Kalyani Priyadarshan makes history: First Malayalam actress to smash ₹200 crore with Lokah: Chapter 1 – Chandra! 💥
- MediaFx
- 1 day ago
- 2 min read
TL;DRKalyani Priyadarshan has become the first Malayalam actress whose film has grossed ₹200+ crore worldwide, thanks to Lokah: Chapter 1 – Chandra. Released on 28 August, the action-superhero film has done massive box-office business in just 13 days. This is a big win for female-led stories in Malayalam cinema, showing content + vision can truly move crowds.

The full story
Kalyani Priyadarshan is officially in the history books, y’all! 🌟 With Lokah: Chapter 1 – Chandra, she has crossed the ₹200 crore mark globally — something no other Malayalam actress has done before.
In just 13 days since its release on 28 August, Lokah collected around ₹202 crore worldwide. That’s huge for any film, more so for a female-led one in Malayalam.
Why this is a big deal
Malayalam cinema has had recent blockbusters — L2 Empuraan (₹265.5 Cr), Thudarum (₹234.5 Cr), Manjummel Boys (₹240.5 Cr) — but those are male‐dominated stories.
Lokah is different: it’s led by a woman, and it breaks stereotypes about what kind of films “female lead” can carry.

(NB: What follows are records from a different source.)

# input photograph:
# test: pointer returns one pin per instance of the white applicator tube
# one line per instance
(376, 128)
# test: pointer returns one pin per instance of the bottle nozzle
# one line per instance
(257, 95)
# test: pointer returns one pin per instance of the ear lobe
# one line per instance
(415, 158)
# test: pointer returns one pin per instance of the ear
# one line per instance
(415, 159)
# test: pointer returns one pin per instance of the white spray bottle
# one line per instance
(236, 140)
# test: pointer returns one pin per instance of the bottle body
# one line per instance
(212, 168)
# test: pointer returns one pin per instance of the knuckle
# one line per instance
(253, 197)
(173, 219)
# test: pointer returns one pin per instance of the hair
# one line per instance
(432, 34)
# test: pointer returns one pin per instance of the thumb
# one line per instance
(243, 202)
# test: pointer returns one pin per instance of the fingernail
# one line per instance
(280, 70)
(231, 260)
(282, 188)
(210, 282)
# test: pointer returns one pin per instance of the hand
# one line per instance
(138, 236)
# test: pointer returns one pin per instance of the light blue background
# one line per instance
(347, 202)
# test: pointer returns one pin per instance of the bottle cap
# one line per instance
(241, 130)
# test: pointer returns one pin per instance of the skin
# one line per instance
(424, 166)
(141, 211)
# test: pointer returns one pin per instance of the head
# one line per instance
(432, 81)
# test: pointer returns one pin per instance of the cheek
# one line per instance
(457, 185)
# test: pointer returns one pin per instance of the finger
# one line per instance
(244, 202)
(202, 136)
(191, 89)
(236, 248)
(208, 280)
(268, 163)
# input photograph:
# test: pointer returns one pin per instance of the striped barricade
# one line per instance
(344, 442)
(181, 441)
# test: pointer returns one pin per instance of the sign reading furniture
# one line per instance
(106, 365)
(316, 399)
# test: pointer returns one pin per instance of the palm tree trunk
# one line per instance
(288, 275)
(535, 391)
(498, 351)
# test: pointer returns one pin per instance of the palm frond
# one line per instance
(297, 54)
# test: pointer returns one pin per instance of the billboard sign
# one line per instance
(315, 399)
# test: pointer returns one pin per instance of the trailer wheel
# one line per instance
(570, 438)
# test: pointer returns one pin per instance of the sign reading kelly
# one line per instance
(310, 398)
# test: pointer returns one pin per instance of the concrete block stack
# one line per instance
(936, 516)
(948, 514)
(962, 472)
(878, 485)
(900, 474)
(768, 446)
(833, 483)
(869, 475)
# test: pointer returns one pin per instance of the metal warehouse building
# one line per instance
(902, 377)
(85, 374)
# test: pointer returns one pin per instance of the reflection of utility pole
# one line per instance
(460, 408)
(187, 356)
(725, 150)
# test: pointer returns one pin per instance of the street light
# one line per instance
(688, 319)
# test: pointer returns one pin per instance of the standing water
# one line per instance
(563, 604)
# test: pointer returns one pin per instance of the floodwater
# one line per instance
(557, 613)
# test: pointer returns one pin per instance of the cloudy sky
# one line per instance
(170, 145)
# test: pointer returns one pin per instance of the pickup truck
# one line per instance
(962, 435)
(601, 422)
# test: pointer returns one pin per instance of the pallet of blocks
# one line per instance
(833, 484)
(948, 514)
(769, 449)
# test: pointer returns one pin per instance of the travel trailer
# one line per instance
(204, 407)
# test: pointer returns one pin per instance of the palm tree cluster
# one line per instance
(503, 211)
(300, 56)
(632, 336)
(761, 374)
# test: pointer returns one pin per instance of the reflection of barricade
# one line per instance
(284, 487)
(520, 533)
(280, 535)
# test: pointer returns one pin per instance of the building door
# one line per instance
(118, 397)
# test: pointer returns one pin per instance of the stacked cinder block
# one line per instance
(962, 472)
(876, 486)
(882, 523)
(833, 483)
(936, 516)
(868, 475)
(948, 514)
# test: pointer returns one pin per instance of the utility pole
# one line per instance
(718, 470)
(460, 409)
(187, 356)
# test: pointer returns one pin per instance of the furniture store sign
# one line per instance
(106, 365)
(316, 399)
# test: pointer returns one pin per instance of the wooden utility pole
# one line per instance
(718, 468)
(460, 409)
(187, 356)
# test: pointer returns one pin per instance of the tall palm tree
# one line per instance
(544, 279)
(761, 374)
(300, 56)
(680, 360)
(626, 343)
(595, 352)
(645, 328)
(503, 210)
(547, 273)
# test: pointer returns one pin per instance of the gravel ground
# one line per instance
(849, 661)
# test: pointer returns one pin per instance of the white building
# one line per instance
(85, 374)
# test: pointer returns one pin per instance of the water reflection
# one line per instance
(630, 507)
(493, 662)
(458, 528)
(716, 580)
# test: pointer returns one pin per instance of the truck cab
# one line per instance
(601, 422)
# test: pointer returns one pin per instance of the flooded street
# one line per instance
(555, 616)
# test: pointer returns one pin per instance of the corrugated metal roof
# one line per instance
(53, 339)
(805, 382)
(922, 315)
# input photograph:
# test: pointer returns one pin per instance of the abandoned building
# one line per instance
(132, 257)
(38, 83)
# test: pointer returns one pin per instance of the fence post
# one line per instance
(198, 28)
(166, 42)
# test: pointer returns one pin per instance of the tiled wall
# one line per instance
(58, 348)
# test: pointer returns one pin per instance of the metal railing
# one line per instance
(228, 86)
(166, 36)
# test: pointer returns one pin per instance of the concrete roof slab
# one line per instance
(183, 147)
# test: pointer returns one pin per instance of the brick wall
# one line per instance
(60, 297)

The film also got praise for how the lead character was written. The writer Santhy Balachandran was credited for giving the heroine a character “represented correctly” — not just the male gaze stuff.
What Kalyani said
She shared behind the scenes pics and expressed gratitude to the audience: “beyond speechless … truly beyond grateful for the love being showered on this film.” She also thanked director Dominic Arun and the cast & crew for believing in the vision.
MediaFx Opinion (People’s Perspective)
This win isn’t just about ₹200 crore. It’s about breaking barriers. For decades, the film industry tends to favor male heroes for big budget, big reward films. But Lokah shows that when you give opportunity, when you write characters with respect, and when you dare to have vision, the people will respond.
This should inspire producers to back more female-led films, writers to craft stronger women roles, and audiences to support content over stereotypes. The working folks who make these films deserve recognition and fair share — this is a step in that direction.